Strengths and limitations
Here we analysed high-quality malaria surveillance data over a dynamic 10-year period, including a cross-border malaria outbreak and changes to the national malaria strategy. We used manually geolocated village coordinates for the spatial analyses. We considered the factors contributing to the decline in overall cases and increase in indigenous cases, and how these are relevant to future control efforts.
Important limitations include a lack of data on the prevalence of asymptomatic infection from active surveillance, which is currently offered to close contacts of malaria cases, and before and during the rainy season in active foci(1). Many cases were not classified by likely origin between 2012 and 2016, but from 2017 onwards there was a much greater proportion of cases classified. Comparisons between earlier and later data should therefore be made with caution due to differing levels of completeness. There was also the potential for inaccurate geolocation of cases, for example in the case of recrudescence/relapse of previous infection, or inaccurate reporting of travel history to those performing case investigations. It was also not possible to differentiate potential recurrences of P. vivax from new infections.

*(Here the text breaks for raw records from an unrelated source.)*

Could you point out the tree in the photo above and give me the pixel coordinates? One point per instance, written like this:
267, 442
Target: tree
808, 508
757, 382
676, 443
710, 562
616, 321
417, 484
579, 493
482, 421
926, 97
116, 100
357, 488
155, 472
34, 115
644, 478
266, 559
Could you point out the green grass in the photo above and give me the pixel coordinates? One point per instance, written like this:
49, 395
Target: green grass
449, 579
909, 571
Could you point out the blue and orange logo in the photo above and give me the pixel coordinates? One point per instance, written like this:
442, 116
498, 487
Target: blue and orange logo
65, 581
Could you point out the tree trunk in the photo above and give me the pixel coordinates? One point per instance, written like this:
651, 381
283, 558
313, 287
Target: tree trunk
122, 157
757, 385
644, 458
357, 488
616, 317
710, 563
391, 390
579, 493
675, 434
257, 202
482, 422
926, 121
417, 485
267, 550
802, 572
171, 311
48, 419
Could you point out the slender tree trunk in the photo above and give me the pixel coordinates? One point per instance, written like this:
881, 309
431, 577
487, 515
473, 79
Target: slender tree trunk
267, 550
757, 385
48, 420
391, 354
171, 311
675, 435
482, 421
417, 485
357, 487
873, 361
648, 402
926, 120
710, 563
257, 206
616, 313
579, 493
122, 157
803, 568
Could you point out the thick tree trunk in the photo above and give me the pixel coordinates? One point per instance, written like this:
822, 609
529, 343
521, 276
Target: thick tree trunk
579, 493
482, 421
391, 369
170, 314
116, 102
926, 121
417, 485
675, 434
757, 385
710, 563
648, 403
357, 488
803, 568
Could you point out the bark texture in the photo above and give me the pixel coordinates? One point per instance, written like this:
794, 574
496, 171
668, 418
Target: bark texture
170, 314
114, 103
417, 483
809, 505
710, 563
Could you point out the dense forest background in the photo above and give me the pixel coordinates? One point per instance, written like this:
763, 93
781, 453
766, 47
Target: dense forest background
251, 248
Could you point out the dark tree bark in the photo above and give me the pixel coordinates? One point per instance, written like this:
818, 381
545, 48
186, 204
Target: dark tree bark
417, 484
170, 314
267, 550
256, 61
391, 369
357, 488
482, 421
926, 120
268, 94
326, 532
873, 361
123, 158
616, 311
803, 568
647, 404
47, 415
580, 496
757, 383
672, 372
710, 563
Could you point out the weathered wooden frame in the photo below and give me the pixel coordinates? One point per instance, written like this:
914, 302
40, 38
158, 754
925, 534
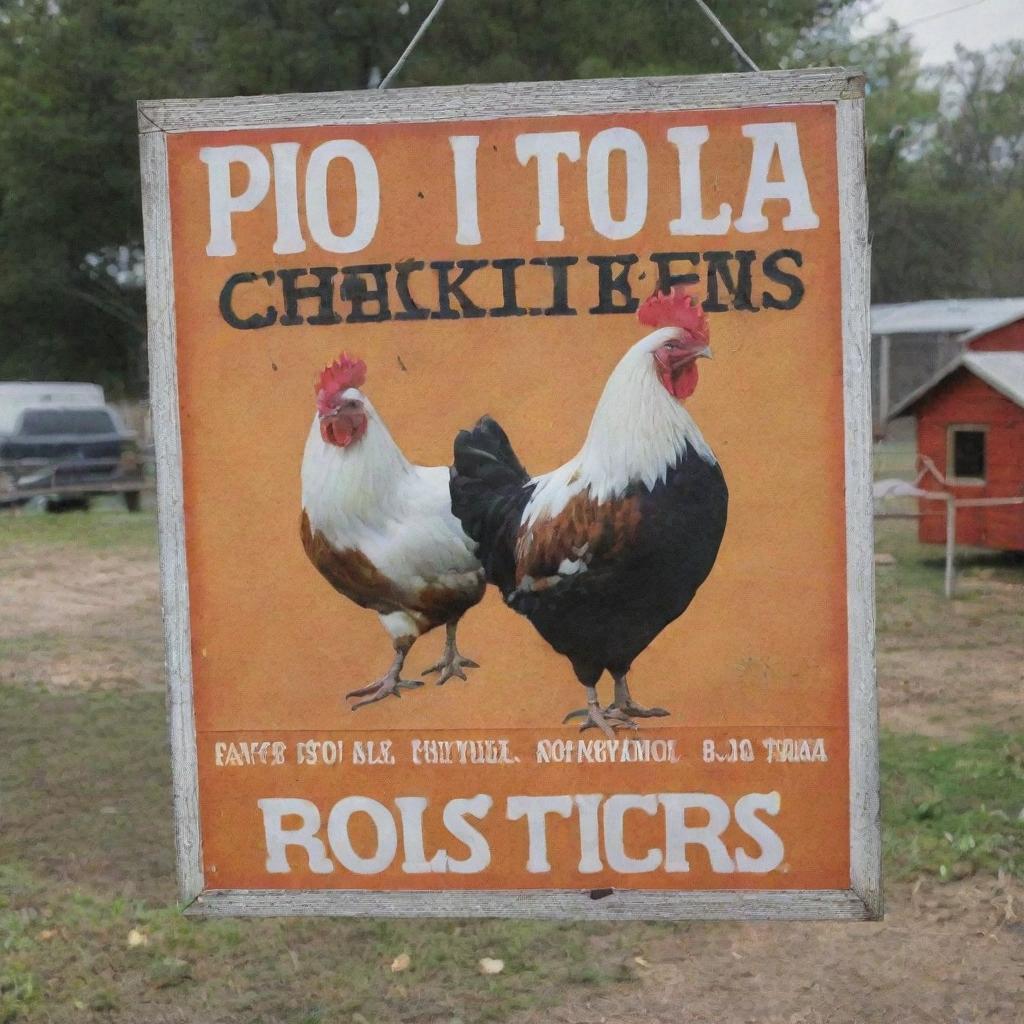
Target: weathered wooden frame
841, 87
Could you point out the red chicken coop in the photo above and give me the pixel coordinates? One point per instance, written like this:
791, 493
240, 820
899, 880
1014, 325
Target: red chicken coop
971, 443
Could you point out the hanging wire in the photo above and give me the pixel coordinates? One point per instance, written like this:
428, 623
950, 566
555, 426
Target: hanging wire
386, 81
739, 51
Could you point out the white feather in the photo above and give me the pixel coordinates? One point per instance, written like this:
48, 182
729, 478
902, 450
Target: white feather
638, 431
371, 498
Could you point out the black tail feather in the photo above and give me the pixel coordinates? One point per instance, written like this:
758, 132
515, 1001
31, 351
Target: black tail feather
489, 489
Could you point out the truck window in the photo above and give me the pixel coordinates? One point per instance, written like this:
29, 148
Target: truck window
40, 422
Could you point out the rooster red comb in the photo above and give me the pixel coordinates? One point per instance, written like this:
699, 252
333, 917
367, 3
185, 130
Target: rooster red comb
677, 308
339, 376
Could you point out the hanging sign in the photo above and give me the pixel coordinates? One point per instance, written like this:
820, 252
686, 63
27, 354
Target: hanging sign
486, 590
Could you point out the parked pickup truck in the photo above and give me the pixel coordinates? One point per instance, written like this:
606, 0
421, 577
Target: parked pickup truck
59, 441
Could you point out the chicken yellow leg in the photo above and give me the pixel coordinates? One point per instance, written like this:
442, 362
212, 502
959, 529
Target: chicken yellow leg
391, 684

Village location data used in this study was collated from different sources as described in the Methods. Due to the quantity of villages with no location data and the amount of time required to locate them, we decided to include only the villages in the districts that comprised 95% of the cases in each province in village-level analyses. Compiling a list of village location data of quality that is interoperable with other existing datasets, such as malaria surveillance data and population counts, would be of great usefulness for future disease mapping efforts. Ideally, such a list should be centrally managed by the government as a single high-quality master list for all purposes, including those beyond health.
Future work should utilise information sharing with programs in Lao PDR and Cambodia to allow better understanding of cross-border epidemiology and work towards the shared goal of elimination across the GMS. Furthermore, now that case numbers are low enough to permit it, spatiotemporal modelling techniques could be used to form likely links between cases and determine whether locally transmitted cases are largely indigenous or introduced by importation(8, 38).